Rosanne Cash is a gifted, Grammy award winning singer/songwriter and the Lettie G. Howard is an exceptionally beautiful schooner celebrating her 120th birthday this year. The Lettie G. Howard, a wooden Fredonia schooner built in Essex, Massachusetts in 1893, is, not surprisingly, showing her age.  When she was drydocked at the Mystic Seaport in CT in 2012 to repair rot in her keelson, they discovered that the rot was far more extensive than originally thought. The cost of the repairs, of course, was also significantly higher than budgeted. (See our previous post – Help Save the Schooner Lettie G. Howard.)  The South Street Seaport Museum has undertaken a capital campaign to raise $250,000 for critical repairs and restoration to the beautiful old schooner and is more than halfway to reaching that goal. Now, Rosanne Cash is raising her voice to to help raise the necessary cash, so to speak, to finish the job.   Click here to learn more about the benefit concert.  Donors at the Jib level and above will be invited to join Rosanne Cash for a champagne reception following the performance.

Rosanne Cash Sings for Lettie G. Howard

The Lettie G. Howard is one of few surviving examples of the fishing schooners once in wide use in the North Atlantic. She is a rare beauty with classic fishing schooner lines, turning heads wherever she goes, and is a designated National Historic Landmark.
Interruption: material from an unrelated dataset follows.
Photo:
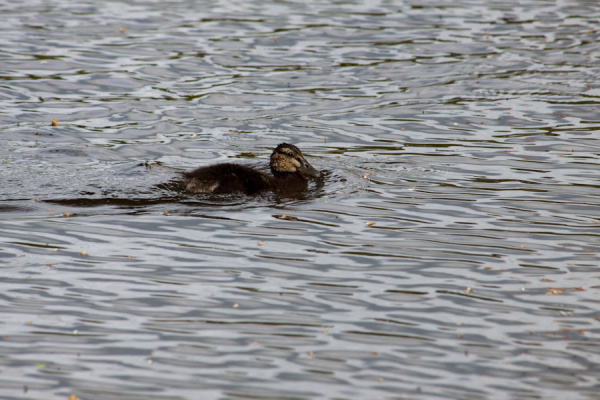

After an active life in the fisheries of the Atlantic and Gulf Coasts, Lettie G. Howard arrived at South Street Seaport Museum in 1968. In 1994, after an extensive two-year rebuild that restored her to her original appearance, she was certified as a Sailing School Vessel by the U.S. Coast Guard and began a new career carrying students of all ages on life-changing voyages.  Working in partnership with New York Harbor School the Seaport plans to have Lettie sailing with students in 2014.

Rosanne Cash, while considerably younger than the Lettie, has also had a most illustrious career.  She has recorded eleven No. 1 singles, blurring the genres of country, rock, roots, and pop. She has received one grammy and twelve grammy nominations, among other awards and accolades, including an honorary doctorate from Memphis College of Art. A prolific writer, she has authored Bodies of Water (Hyperion, 1996), Penelope Jane: A Fairy’s Tale (Harper-Collins, 2006), edited the book Songs Without Rhyme (Hyperion, 2001), and recently penned her memoir Composed (Viking, 2010). Rosanne’s prose and essays have appeared in the New York Times, The Oxford-American, New York Magazine, Newsweek, Rolling Stone, Martha Stewart Living and various other publications. Her last record album, The List, won the Americana Music award for Best Album of the year and was a critical and commercial success.

Ms. Cash’s family landed at Salem, MA, aboard the Good Intent in 1643, with generations of mariners and musicians in between.